Mahalli mahkemesinden verilen kararın temyizen tetkiki davalı (alacaklı) vekili tarafından istenmiş, merciice ilamında belirtildiği şekilde isteğin kabulüne karar vermiştir. Temyiz dilekçesinin süresi içinde verildiği anlaşıldıktan ve tetkik hakimi tarafından düzenlenen raporla dosyadaki kağıtlar okundu, işin gereği düşünüldü ve aşağıdaki karar tesbit edildi. 1- Uyuşmazlık 3. kişinin İİK.nun 96 ve devamı maddelerine dayalı olarak açtığı istihkak davasına ilişkindir. 2- Dava konusu yarış atları borçlulara ait hara da haczedilmiştir. İİK.nun 97/a maddesinde öngörülen mülkiyet karinesi borçlu dolayısıyla alacaklı yararınadır. Bu yasal karinenin aksinin kesin ve güçlü delillerle kanıtlanması gerekmektedir. Takip dayanağı kredi sözleşmesi 1997 yılında düzenlenmiştir. Borçlulardan A.Cemal bu tarihten sonra 14.8.2000'de davaya konu yarış atını davacıya satmıştır. Davacı 3. kişinin vekaletname ve adına çıkarılan tebligatların tebliğ adresi borçlu adresidir.
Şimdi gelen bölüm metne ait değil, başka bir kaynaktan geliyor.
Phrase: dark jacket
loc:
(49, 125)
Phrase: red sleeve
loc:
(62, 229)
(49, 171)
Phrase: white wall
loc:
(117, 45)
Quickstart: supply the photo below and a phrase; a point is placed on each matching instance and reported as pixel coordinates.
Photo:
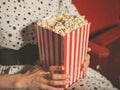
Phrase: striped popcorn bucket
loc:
(69, 50)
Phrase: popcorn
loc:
(63, 23)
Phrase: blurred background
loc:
(104, 16)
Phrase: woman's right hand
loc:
(42, 79)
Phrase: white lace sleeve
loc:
(14, 69)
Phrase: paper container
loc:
(69, 50)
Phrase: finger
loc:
(56, 69)
(47, 87)
(87, 61)
(60, 76)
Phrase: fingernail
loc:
(67, 76)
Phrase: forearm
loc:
(9, 81)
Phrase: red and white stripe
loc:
(69, 50)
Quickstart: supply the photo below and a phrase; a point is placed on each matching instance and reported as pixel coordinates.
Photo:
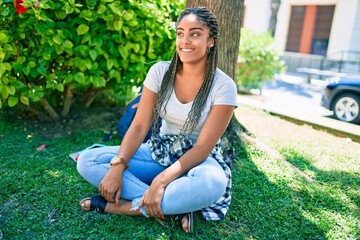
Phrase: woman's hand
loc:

Bu durumda davacı 3. kişinin borçluların borca batık olduğunun bilmediği ileri sürülemez. Borçluların aktif mal varlığının bir kısmini oluşturan dava konusu atında dahil olduğu atlarını aynı gün davacıya satışı alacaklılardan mal kaçırma amacıyla danışıklı olarak yapılmış işlemlerdir. Tüm bu maddi ve hukuki olgular karşısında davacının davasının reddi gerekirken aksi düşüncelerle kabulüne karar verilmesi usul ve yasaya aykırıdır. 3- Kabule göre ise davalı alacaklı Tasarruf Mevduat Sigorta Fonu 4389 sayılı Bankalar Kanunu'nun 4491 sayılı Kanunla değişik 14/5-c maddesi hükmü uyarınca harçtan bağışık olduğu göz önünde tutulmaksızın bakiye karar ve ilam harcından sorumlu tutulması da doğru değildir. O halde, davalı alacaklının bu yönleri amaçlayan temyiz itirazları kabul edilmeli ve hüküm bozulmalıdır. Sonuç : Hükmün yukarıda açıklanan nedenlerle (BOZULMASINA), 18.11.2003 gününde oybirliğiyle karar verildi.